I don’t understand why ViTMAEModel produces different results when it is called “directly” vs. using models’ embeddings and encoder properties. Mask ratio was set to 0.
from transformers import AutoImageProcessor, ViTMAEModel
import torch
from PIL import Image
import requests
url = "http://images.cocodataset.org/val2017/000000039769.jpg"
image = Image.open(requests.get(url, stream=True).raw)
image_processor = AutoImageProcessor.from_pretrained("facebook/vit-mae-base")
model = ViTMAEModel.from_pretrained("facebook/vit-mae-base")
inputs = image_processor(images=image, return_tensors="pt")
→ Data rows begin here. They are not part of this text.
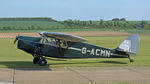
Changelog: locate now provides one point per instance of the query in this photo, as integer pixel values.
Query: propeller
(17, 37)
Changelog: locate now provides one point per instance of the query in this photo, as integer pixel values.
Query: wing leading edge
(63, 36)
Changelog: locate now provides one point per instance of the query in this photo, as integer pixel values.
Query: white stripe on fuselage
(74, 48)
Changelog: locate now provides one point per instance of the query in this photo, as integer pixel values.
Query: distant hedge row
(28, 19)
(115, 23)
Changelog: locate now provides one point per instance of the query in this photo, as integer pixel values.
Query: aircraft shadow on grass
(27, 66)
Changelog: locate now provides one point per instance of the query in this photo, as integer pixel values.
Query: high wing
(62, 36)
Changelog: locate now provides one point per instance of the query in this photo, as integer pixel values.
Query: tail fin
(130, 45)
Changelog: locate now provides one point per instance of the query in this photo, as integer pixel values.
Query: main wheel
(36, 60)
(131, 60)
(42, 62)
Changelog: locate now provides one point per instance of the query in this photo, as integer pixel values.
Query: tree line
(115, 23)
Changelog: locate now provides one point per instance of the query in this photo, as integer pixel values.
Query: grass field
(11, 57)
(78, 30)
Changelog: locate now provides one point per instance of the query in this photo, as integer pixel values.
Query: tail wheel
(42, 62)
(36, 60)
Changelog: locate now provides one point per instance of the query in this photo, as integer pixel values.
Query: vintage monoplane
(60, 45)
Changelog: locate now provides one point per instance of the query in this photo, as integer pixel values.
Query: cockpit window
(53, 41)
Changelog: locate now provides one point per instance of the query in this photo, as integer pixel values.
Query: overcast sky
(77, 9)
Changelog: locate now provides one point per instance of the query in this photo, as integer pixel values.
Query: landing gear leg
(131, 60)
(42, 62)
(36, 59)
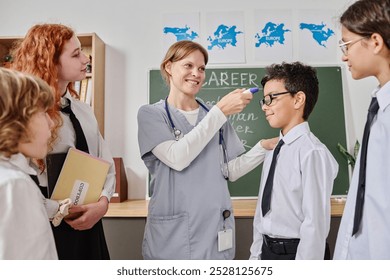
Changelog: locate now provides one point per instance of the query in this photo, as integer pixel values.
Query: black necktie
(372, 110)
(44, 190)
(266, 200)
(81, 142)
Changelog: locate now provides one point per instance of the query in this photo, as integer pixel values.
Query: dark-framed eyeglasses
(267, 100)
(344, 45)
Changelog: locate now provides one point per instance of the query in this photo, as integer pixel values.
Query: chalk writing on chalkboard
(327, 121)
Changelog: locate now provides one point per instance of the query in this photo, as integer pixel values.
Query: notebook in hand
(81, 178)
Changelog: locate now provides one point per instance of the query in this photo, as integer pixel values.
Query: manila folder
(82, 178)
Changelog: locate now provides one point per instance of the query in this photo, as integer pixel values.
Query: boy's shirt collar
(21, 162)
(383, 95)
(294, 133)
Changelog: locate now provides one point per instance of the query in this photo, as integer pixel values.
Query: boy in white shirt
(292, 217)
(25, 231)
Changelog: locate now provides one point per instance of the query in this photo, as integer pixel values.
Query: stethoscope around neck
(224, 159)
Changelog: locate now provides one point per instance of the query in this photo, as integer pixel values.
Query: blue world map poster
(224, 37)
(272, 41)
(180, 26)
(317, 36)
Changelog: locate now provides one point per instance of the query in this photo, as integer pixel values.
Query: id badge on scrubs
(225, 240)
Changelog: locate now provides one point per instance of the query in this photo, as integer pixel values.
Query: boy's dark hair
(296, 77)
(365, 17)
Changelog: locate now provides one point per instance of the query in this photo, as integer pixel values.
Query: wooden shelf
(243, 208)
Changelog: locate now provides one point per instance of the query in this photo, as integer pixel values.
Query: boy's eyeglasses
(344, 45)
(267, 100)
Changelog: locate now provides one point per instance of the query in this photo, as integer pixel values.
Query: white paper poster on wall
(224, 37)
(180, 26)
(273, 36)
(317, 36)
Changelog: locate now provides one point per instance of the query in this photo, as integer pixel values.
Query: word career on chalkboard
(327, 121)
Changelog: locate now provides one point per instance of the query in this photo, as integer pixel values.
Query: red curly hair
(38, 54)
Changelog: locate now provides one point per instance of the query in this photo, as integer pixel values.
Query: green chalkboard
(326, 122)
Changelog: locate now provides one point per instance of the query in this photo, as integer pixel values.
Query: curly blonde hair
(39, 54)
(21, 96)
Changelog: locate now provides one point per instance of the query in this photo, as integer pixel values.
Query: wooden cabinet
(93, 46)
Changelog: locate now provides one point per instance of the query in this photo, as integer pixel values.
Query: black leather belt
(281, 246)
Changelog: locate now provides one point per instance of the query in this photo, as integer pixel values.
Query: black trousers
(283, 249)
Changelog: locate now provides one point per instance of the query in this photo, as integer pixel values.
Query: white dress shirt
(372, 241)
(300, 201)
(25, 232)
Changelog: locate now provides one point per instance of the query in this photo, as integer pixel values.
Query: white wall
(131, 31)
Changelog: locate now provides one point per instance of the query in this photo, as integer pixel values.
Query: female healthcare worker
(191, 150)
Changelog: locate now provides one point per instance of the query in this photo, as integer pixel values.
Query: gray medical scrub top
(185, 209)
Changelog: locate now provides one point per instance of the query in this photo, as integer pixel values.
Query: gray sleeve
(153, 129)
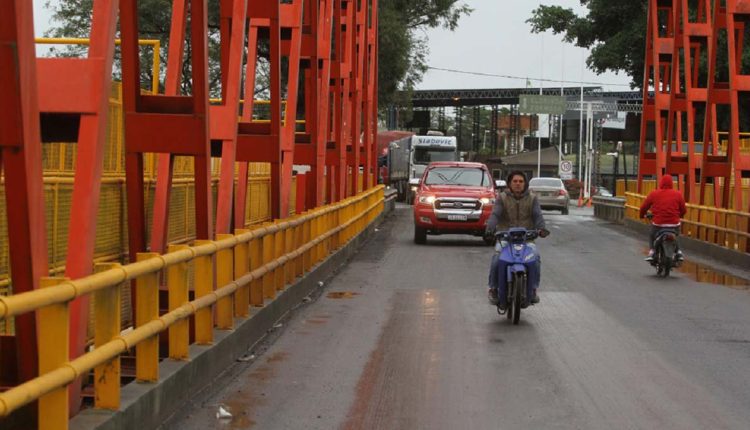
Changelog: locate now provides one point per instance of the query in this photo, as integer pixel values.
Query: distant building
(527, 163)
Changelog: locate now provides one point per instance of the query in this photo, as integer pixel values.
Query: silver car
(551, 193)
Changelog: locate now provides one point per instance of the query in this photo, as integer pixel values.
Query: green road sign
(536, 104)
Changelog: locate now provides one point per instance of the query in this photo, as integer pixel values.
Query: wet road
(403, 338)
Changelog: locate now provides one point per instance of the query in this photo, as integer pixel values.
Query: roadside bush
(574, 187)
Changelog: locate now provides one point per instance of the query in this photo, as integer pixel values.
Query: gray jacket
(502, 217)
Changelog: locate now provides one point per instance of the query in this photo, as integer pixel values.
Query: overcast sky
(495, 39)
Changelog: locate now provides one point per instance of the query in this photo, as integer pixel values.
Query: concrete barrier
(610, 208)
(147, 405)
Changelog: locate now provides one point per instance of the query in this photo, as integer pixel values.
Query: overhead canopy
(505, 96)
(550, 157)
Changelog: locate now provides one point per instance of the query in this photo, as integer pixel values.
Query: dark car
(551, 193)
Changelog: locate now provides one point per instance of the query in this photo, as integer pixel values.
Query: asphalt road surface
(403, 338)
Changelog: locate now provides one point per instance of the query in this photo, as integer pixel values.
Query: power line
(493, 75)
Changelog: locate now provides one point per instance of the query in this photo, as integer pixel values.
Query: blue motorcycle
(518, 253)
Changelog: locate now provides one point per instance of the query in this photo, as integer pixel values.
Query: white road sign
(566, 170)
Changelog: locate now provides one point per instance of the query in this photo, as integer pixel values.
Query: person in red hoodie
(667, 206)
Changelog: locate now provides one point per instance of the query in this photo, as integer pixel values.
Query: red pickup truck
(453, 197)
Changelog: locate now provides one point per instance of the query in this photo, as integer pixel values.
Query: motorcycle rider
(515, 207)
(668, 207)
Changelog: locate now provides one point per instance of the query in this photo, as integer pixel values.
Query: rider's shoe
(492, 296)
(535, 299)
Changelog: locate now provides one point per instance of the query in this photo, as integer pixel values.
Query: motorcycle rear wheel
(519, 282)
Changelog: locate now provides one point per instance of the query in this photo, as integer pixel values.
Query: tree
(72, 18)
(402, 45)
(615, 32)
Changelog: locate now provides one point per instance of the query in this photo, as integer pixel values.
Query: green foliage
(614, 30)
(72, 18)
(402, 46)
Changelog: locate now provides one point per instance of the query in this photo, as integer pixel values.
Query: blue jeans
(498, 275)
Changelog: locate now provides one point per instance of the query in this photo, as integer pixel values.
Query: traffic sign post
(537, 104)
(566, 170)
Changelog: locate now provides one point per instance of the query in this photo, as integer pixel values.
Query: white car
(551, 193)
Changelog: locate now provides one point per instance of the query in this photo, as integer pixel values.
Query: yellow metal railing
(248, 267)
(723, 227)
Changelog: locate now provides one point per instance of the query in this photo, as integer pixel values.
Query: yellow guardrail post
(224, 276)
(177, 285)
(299, 262)
(289, 266)
(106, 328)
(256, 262)
(242, 267)
(306, 238)
(278, 247)
(53, 333)
(269, 288)
(203, 286)
(147, 310)
(317, 230)
(721, 234)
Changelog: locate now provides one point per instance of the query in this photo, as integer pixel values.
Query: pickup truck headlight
(487, 201)
(428, 200)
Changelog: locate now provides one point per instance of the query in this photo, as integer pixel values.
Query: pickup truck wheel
(489, 240)
(420, 235)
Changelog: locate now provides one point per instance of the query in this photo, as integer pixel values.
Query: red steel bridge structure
(330, 47)
(688, 100)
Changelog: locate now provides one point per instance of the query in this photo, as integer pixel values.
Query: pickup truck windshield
(471, 177)
(428, 155)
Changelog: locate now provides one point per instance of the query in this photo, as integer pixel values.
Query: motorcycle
(665, 251)
(518, 253)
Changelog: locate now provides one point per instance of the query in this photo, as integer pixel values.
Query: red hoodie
(666, 203)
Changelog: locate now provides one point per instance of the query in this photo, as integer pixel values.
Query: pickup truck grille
(458, 203)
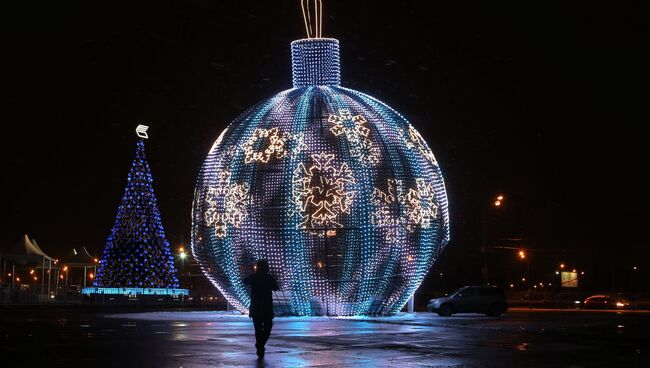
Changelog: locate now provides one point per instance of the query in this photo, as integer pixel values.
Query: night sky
(537, 101)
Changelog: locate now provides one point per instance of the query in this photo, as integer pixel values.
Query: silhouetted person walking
(261, 310)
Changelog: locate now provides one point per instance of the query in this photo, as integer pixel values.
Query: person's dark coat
(262, 285)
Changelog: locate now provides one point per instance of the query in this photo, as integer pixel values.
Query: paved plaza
(521, 338)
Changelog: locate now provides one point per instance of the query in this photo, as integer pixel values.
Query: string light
(137, 253)
(337, 190)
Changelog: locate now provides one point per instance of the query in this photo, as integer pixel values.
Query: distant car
(490, 300)
(605, 302)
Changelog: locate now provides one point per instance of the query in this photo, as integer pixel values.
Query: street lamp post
(182, 255)
(497, 202)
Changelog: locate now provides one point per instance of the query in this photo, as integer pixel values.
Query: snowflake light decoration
(320, 194)
(354, 129)
(398, 209)
(227, 204)
(273, 145)
(414, 140)
(317, 159)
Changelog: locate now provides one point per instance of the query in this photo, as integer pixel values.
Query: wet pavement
(524, 338)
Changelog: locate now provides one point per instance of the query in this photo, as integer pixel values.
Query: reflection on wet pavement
(202, 339)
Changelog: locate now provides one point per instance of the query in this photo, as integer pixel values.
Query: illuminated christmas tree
(137, 253)
(335, 188)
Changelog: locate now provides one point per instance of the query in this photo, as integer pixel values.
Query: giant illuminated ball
(336, 189)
model.config.mask_ratio = 0
emb, _, _ = model.embeddings(**inputs)
#1 False
print(torch.all(model.encoder(emb, output_hidden_states=True).hidden_states[12] == model(**inputs,output_hidden_states=True).hidden_states[12]).item())
#2 False
norm = torch.nn.LayerNorm(model.config.hidden_size, eps=model.config.layer_norm_eps)
print(torch.all(model(**inputs)[0] == norm(model(**inputs, output_hidden_states=True).hidden_states[12])).item())
Why in case 1 hidden states are not equal and in case 2 layer normalization of last hidden state obtained with encoder not equal to last_hidden_state obtained “directly”?